Education
Social Inclusion Programme
Access to the arts and art education is a key priority for the Tricycle. It has one of the largest primary, secondary and community education programmes of any London theatre, designed to open up the arts to all young people. Last year more than 40,000 young people attended term-time and holiday workshops, films and plays and after-school clubs. The Tricycle’s Social Inclusion Programme provides a variety of activities both at the Tricycle and off-site in the local community.
It targets:
- Young refugees and asylum seekers
- Young people who have been, or are at risk of being excluded from mainstream education
- Young people living in areas with high levels of crime
- Young people experiencing economic deprivation
- Young Carers
- Young people from the Travelling community
- Young people Special Educational Needs
- Deaf children
- Older people over the age of 60
Innovative and exciting activities, informed by the creative and performing arts, stimulate alternative avenues of self-expression for the children and young people in the programme.

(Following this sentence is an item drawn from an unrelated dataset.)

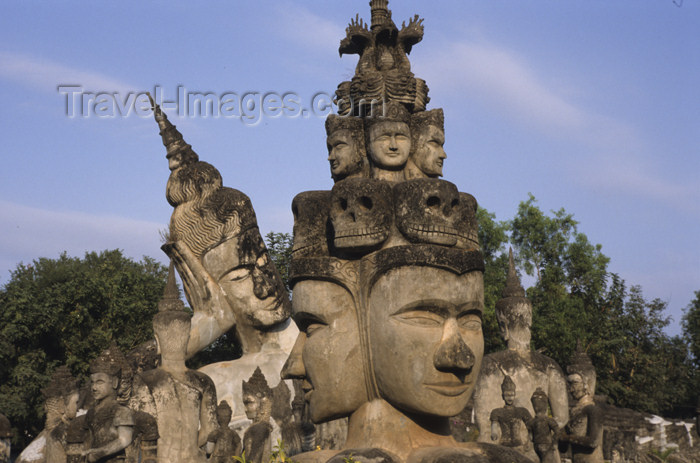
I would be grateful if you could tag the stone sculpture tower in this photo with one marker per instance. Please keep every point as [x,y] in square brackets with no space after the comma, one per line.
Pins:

Launched in 2003, the programme was introduced to address the needs of the local community, Brent and surrounding boroughs. Social exclusion compromises a young person’s ability to control their own lives; it undermines their educational attainment and their personal and social development. Social exclusion compromises a young person’s ability to control their own lives; it undermines their educational attainment and their personal and social development and often results in low self-esteem and shyness, aggressive or harmful behaviour. The creative and performing arts offer a framework within which the problems of social exclusion and low educational attainment can be effectively addressed.